Campaign Planning
The web is becoming more sophisticated – did you notice? When you see an advert these days you’ll see the same advert on TV, in the newspaper, magazine, website and these days you’ll probably get it in your Inbox, on Facebook, Google and Linked in and it will either force you to buy something or drive you up the wall.
What’s happening is real planning for your marketing. Few of us actually sell anything any more, we market our goods in the hope someone will visit our website and buy into it. We all do it, most companies have a brochure or business card that resembles their website. Nothing new here.
What I am saying now is that you need to plan for it. The more you can plan the better and it should be dead easy. The simplicity is the key – you know your business… it’s ups and down, when demand might be high or low. When you need to fill a hotel room, run a January Sale, galvanise a system upgrade, provide additional support to clients. I unfortunately as your website design do not.

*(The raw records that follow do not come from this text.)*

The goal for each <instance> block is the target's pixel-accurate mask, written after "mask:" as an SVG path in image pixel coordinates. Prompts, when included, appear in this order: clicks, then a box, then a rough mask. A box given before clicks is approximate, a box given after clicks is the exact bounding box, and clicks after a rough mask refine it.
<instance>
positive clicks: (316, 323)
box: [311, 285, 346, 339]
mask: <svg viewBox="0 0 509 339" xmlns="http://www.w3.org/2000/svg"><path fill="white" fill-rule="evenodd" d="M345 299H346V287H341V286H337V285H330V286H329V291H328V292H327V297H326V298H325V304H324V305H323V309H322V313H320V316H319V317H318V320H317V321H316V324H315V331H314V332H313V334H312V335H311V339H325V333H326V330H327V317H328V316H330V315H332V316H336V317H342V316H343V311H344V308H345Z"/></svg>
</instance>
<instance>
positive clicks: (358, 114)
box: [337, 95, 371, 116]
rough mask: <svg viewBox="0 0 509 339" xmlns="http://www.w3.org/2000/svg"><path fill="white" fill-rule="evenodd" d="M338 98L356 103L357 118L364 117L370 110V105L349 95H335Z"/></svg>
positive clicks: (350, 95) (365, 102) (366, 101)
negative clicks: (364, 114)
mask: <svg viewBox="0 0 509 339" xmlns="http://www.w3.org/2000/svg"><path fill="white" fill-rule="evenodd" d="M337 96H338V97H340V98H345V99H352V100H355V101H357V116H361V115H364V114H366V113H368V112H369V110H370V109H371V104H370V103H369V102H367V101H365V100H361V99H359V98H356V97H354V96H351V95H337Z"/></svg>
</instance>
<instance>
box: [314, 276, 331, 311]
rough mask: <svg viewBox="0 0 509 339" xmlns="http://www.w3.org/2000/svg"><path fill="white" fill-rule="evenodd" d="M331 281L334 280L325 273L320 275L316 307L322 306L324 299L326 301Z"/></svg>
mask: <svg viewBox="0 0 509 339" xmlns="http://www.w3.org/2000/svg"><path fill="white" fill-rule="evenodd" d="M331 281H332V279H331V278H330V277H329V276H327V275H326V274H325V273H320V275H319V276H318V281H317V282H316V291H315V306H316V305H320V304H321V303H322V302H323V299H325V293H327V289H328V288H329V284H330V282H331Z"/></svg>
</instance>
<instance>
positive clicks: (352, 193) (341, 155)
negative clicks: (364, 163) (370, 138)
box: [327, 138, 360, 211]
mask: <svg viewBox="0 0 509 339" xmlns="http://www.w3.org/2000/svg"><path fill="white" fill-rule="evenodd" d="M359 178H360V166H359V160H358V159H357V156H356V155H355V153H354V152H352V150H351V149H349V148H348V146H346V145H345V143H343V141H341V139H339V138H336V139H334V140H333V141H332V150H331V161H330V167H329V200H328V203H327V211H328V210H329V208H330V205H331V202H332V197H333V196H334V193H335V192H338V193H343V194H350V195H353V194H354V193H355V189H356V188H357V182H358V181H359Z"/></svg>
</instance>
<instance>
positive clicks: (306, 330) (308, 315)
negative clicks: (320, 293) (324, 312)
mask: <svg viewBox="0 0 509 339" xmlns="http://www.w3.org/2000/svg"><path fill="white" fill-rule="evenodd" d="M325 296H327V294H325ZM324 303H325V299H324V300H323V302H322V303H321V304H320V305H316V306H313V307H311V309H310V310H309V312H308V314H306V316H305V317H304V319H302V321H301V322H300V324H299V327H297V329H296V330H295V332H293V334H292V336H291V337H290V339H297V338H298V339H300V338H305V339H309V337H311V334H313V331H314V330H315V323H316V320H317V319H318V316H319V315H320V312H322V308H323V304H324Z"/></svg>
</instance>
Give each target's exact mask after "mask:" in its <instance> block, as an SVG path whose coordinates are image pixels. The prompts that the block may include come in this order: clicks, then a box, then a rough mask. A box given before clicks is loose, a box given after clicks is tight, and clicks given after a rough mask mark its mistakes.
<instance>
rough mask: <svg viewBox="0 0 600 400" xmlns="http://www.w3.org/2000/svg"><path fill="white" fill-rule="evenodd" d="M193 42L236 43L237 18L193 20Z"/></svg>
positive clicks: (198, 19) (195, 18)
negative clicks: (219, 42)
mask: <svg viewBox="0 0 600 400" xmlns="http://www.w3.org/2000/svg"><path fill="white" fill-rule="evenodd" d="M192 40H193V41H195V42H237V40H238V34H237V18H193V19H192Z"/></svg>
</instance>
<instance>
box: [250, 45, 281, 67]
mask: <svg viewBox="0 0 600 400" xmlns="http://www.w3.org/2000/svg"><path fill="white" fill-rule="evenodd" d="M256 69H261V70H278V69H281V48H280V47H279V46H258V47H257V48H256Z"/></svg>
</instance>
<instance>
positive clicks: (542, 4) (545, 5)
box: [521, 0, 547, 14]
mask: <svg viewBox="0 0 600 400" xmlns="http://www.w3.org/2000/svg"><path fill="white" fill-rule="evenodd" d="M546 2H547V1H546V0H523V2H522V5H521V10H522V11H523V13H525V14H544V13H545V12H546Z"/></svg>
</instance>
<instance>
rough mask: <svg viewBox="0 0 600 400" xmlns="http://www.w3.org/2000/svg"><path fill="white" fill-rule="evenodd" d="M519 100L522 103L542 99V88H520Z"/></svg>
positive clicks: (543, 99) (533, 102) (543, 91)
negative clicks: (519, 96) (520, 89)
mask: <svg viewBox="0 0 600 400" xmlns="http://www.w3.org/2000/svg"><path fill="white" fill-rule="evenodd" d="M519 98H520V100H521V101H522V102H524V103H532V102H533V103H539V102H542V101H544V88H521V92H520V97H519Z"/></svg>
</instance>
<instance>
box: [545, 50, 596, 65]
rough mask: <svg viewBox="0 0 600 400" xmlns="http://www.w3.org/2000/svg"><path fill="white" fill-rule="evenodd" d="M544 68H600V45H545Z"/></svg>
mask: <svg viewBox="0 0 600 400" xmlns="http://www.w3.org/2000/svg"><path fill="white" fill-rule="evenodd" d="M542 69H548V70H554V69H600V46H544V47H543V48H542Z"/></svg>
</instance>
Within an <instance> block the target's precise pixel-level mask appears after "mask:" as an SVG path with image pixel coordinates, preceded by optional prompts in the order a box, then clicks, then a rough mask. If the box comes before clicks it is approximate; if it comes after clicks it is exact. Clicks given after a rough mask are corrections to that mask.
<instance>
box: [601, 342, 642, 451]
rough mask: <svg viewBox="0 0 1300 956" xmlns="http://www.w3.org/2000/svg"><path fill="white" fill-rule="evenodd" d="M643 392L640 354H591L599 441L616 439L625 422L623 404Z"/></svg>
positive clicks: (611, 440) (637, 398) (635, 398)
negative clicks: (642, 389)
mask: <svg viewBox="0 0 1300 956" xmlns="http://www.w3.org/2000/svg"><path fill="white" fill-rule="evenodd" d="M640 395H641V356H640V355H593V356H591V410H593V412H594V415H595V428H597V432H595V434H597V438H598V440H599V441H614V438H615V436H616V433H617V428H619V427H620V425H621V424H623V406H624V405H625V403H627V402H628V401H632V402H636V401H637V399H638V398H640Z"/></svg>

The solution is a Spreadsheet – so simple and so overlooked… in the rows go the months or ‘time’. In the column should be ‘Last years campaign’, ‘This years campaign’ and ‘Notes’ – pretty much all you need, but of course you can make it more complicated.
The Marketing Plan is a guide only, everything else happens around it, but if you share it with me on something like Google Docs, I’ll have a rough idea of your whole year’s marketing effort. I can then suggest ideas, plan ahead, adjust your Google Adwords spending, eNewsletter sending and gear your SEO towards your core aims and finally report back on the whole lot..
The simpler the plan, the more flexible it will be… that is why I recommend only the roughest of guidelines that can be changed and adjusted. But the value is incredible, as suddenly everyone in the marketing team will know where they are going.
Take a step back this week and spend just 15 minutes on your marketing plan – and share it with me!